Sustainability in Engineering - Progress and integration into the field.

ABC recently presented a program titled ‘War on Waste’. Craig Reucassel (of Chaser’s War on Everything – an influential program on my childhood) teaches us about the life of bananas – how they are picked and sorted and ultimately delivered to the supermarket display. Craig reveals that up to 40 percent of bananas are thrown away by farmers because they don’t meet supermarket standards. They are too bent, too straight, too long, too short, too fat or too thin – superficially inappropriate, and therefore unprofitable.

This was met with outrage by many of my friends! How could a company justify throwing out perfectly edible food when there are so many people starving in the world?

But I wasn’t concerned, or even phased. Four years of a mechanical engineering degree has taught me enough to be familiar with manufacturing design – this level of discard is standard practice. Anything mass produced incorporates copious amount of waste and unused product. Efficiency is only considered if it produces profit, or is required by regulation.

This mentality is foreign outside of engineering.
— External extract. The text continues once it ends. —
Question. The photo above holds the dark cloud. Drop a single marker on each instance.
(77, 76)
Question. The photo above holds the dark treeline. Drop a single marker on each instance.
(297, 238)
People are used to making life decisions and considering a whole range of factors – ethics, convenience, effectiveness. They aren’t familiar with the engineering mindset of designing specifically and directly to achieve a set of project requirements. This is what we are paid to do. The engineer will only incorporate sustainable principles if they are contractually obliged to.

Sustainability is captured by those who set the requirements; the financiers, the managers, the corporations. Why should they incorporate sustainability? It will cost them more to produce the same quantity, reducing shareholder value and sacrificing profit. Losing jobs. The level of responsibility implemented by the people in power is governed by whether it is profitable to do so.

Sustainability will be implemented when the values of the culture and society require it – when the consumer will pay a premium for a product manufactured with ethical principles. The agent of change in society, in engineering, in the world, is the end user – and when they decide they want sustainable products, industry will follow.